The rift that opened up in the "patriotic" circles as a result of the Munich Putsch should be closed at all costs in order to make up for the setback suffered by the right's ambitions for power as a result of Adolf Hitler's premature and clumsy coup. State Commissioner General Gustav von Kahr is to remain the "saviour", and the special state of emergency in Bavaria is to be maintained so that the right-wing struggle against the republic and the oppression of the republicans can continue. In the eyes of those for whom the conquest of power is everything, Herr von Kahr has not become impossible.

Under his protection, the Nazis were able to set up their formations, drill them in and prepare the putsch. Under his protection, an attack could take place that left the country's leading men at the mercy of Hitler. Every precaution had been omitted, so that the Bavarian ministers, who had come in confidence in the State Commissioner-General, were taken prisoners, the State Commissioner himself, the commanders of the Reichswehr and the State Police, German men, and high officers, in breach of their word of honour, as they themselves proclaimed, had to play a comedy of deception. The authority of all state powers was dealt a fatal blow under the protection of Herr von Kahr, who called the strengthening of state authority his first task.

If such a fate had befallen a responsible statesman of republican Germany, what scorn and insult would the press of the Right have heaped upon him, what possibility of justification would have been left to him? The dishonest, cowardly disposition of the right-wing press of Munich was revealed when, the next morning, it found not a word of protest, nay, only of doubt, against Hitler's deed, but on the second day it resolutely defended and flattered the State Commissioner-General, and even celebrated his intellectual greatness and heroic deed. How poor in leading and superior, nay, only in intelligent and superior minds, must be the right wing that reproaches republican Germany for lack of leadership, if Herr von Kahr is to be called the saviour of Germany again today!

And this coup d'état cost the lives of precious German youth, a youth who trusted their leaders in believing that the hour of liberation of Germany had struck, which had never been made aware of the impossibility of a war of revenge, which had been stirred up not only against the external enemy, but also against the internal enemy, because it was to be an instrument of the conquest of power. This youth sealed their delusion with death. Today, the lawn covers them, and "German" men are busily at work, picking up where the prank of November 8 had disturbed them.
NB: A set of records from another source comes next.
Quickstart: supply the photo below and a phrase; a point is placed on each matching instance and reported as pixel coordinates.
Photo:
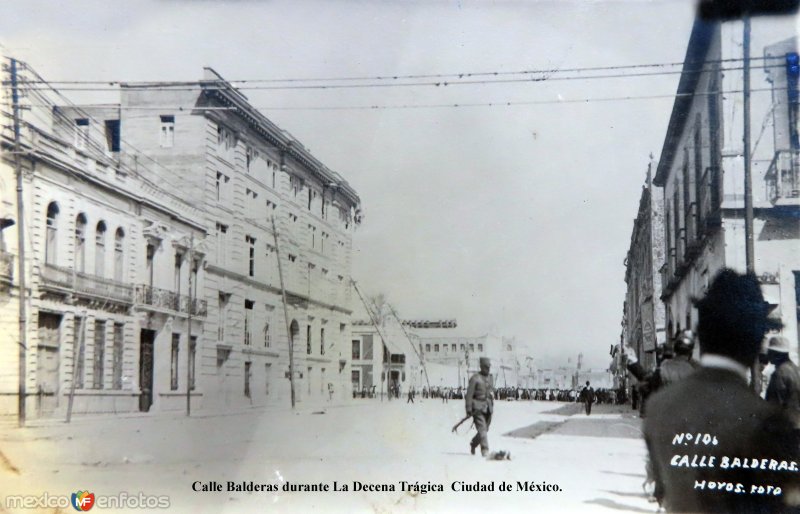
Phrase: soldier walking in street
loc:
(784, 384)
(587, 396)
(479, 404)
(716, 401)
One tries to calm the indignant, assures them that one is of one mind with them, that now the quarrel must be buried and the struggle for the national idea must be taken up together under the leadership of the appointed statesman. They pay homage to the flag of the putschists and hoist the black-white-red flag on the barbed-wire-fenced General State Commissariat and the Military District Command, which has become an expression of hostility to the Reich and its constitution.